It’s easy to avoid the homeless. Just look away.
But Nicci Cisarik, a senior photography and painting major at Dominican University, decided to use her camera to “make the homeless visible and hard to ignore,” she said.
The gallery is open Monday through Saturday from 10 a.m to 6 p.m. An artists’ reception will be held Sunday, April 3 from 4 to 6 p.m. The exhibit and reception are free and open to the public.
Cisarik’s project consists of eight pairs of photographs. Each pair portrays a homeless person Cisarik met, interviewed and photographed at a West Suburban PADS shelter over the past few months.
“My original idea — to just take portraits of the homeless — stemmed from talking with a homeless person on the street. We had a conversation about his hopes and dreams, and I was curious about what other homeless people would say,” said Cisarik.
With the help of her advisor, Cisarik hit on the idea of taking two photos for each person. The first would be a straight portrait. The second, the result of a detailed interview, would be an image that illustrates something key to that person’s life story.

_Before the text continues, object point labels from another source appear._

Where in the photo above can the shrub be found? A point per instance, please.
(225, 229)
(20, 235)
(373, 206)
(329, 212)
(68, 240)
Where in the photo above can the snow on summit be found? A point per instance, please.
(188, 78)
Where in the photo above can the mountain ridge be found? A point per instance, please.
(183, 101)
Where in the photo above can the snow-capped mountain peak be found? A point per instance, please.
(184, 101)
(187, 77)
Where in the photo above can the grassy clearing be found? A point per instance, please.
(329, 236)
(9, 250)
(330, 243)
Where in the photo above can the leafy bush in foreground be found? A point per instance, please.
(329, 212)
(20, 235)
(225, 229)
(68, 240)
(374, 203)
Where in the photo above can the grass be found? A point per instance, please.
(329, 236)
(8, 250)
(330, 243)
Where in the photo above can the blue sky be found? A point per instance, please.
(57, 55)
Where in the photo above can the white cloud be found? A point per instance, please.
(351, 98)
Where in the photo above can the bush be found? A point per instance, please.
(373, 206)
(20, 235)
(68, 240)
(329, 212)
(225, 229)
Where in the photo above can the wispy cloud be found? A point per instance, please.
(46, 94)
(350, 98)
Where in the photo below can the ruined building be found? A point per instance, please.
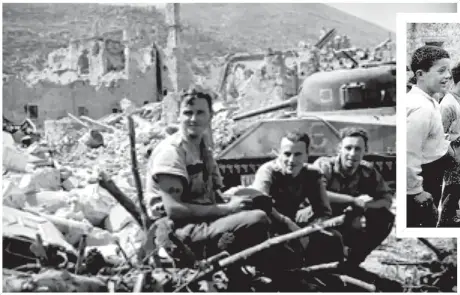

Cisarik intends each pairing to create a “strictly visual portrait,” she said, with no words of explanation needed.
For the man who spent much of his life working for railroads, Cisarik photographed train tracks for the second image.
When another man emphasized his faith in God, Cisarik photographed a page of scripture he quoted.
“Some images were harder [to come up with] than others. I recorded the conversations and listened for significant things, positive or negative, that inspired the second image,” she said.
To begin, Cisarik approached Sherri Hackett, program service director for West Suburban PADS, with her idea. With a few caveats — clients would have the right to refuse to participate and Cisarik would share her results with PADS — Hackett agreed to allow Cisarik to ask for volunteers, do interviews and take photos at the local shelters.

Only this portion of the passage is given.